This really sounds like a stupid question, but I believe it's worth asking:
Due to \$I=C\frac{dU}{dt}\$, and \$C\$ is infinitely large, any minor
change in \$U\$ would result in infinite current, which is obviously
impossible. As a result, the voltage across the capacitor can never
change, so it's always zero, and a voltage drop of zero further
implies a short circuit, no matter in DC or AC.
Could any one tell me which step is wrong here?
I got it:
- The higher the frequency of the signal, the easier it can pass.
- The larger the capacitor, the easier the signal can pass.
When we say "a large capacitor is a DC open circuit", it actually means "After 5RC (time constant), no DC signal can pass a capacitor, although it's very large."
Clarification:
In fact, 5RC only gets you to 99% of the steady state condition, rather than 100%. However, it's reasonable to simply consider it as 0 in practice, because it's too small to care.
Best Answer
Did you ever pick up a telescope, hold the wrong end to your eye, and find you can't make sense of what you see?

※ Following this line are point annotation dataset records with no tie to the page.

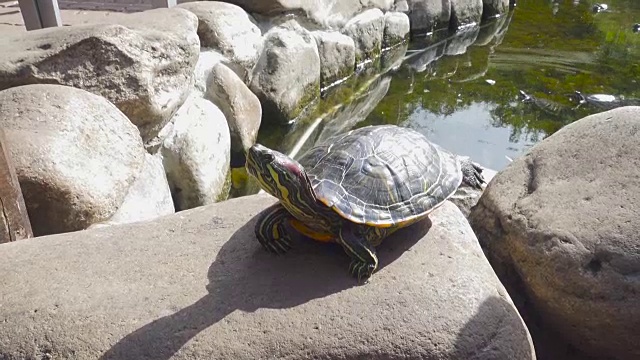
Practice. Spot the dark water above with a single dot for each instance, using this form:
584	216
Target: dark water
462	90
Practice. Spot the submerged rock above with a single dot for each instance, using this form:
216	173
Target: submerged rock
197	285
560	227
143	65
428	15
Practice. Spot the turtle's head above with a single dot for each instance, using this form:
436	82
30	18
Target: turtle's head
278	174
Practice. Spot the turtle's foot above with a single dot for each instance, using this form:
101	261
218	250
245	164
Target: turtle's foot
353	238
361	270
271	229
471	173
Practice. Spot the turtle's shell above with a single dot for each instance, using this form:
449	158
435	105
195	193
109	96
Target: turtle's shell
382	175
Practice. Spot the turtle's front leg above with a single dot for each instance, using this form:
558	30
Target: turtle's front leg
271	229
364	259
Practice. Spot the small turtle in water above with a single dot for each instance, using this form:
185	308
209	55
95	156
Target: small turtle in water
356	189
546	105
599	8
603	101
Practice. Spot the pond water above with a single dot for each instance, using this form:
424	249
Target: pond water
463	91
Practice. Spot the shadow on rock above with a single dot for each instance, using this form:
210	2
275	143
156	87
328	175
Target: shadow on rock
245	277
495	332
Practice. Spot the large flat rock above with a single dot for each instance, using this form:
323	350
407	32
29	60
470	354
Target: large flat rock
560	225
198	285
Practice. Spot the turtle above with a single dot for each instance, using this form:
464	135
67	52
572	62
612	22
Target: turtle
355	189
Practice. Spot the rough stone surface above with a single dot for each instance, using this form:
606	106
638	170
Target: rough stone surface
337	56
366	30
467	197
196	154
429	15
230	30
142	65
329	13
197	285
396	29
465	12
75	154
287	77
149	196
240	107
560	225
491	8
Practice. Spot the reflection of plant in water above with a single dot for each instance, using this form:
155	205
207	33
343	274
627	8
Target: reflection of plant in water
547	56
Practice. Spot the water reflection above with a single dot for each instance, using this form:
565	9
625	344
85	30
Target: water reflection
465	91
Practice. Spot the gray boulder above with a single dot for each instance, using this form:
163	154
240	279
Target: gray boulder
203	72
196	154
466	12
149	196
287	77
429	15
227	28
560	226
329	13
366	30
240	107
197	285
396	29
337	56
76	155
143	65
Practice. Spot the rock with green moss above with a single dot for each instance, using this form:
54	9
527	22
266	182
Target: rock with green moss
366	30
287	76
337	56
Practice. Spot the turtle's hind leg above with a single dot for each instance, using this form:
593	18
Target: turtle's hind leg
471	173
271	229
363	254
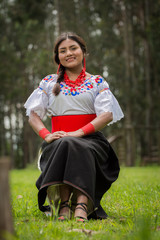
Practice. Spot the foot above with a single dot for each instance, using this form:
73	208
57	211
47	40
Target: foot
81	212
64	211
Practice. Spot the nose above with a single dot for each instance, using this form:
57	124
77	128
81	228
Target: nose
69	53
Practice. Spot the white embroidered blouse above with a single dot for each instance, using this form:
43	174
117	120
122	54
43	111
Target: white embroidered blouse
92	97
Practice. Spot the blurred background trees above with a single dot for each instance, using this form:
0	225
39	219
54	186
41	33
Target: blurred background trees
123	45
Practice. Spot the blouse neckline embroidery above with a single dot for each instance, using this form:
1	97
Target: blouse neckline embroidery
84	87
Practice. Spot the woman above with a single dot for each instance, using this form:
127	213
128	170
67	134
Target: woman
78	165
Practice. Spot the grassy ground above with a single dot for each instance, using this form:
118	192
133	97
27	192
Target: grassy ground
132	204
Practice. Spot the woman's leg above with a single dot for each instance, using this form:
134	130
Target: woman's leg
65	192
80	210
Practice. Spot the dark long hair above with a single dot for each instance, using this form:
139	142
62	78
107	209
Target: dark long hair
61	38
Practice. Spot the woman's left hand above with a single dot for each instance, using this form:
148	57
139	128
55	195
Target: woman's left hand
78	133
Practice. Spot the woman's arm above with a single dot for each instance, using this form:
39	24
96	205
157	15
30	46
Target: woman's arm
37	125
98	123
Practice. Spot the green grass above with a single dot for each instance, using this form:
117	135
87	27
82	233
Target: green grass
132	203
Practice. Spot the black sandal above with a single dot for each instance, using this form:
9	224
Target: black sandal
62	217
83	206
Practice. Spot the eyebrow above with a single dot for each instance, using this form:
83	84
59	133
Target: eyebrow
69	46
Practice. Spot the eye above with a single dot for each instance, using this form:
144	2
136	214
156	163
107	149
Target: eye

The only thing wrong with using this telescope to see how an infinite capacitance behaves
\$I=C\frac{dU}{dt}\$
is that you aren't holding the useful end to your eye.
Try it this way round
\$\frac{dU}{dt}=\frac{I}{C}\$
What this equation means is that you can shove any finite amount of current, however large, into an infinite capacitor, and its voltage will not change. This is a convenient approximation for the behaviour of 'very large' capacitors, whose voltage 'does not change much' during operation. LTSpice has an infinite capacitor, and I would guess most other spices do as well. These are useful for approximating coupling or decoupling capacitors, when you are not interested in their deviation from ideal.
Now if you rephrase your question as 'I have a component whose terminal voltage cannot change, and I change its terminal voltage ...', well, you get what you get.
You might want to edit your title so that says 'DC short circuit'.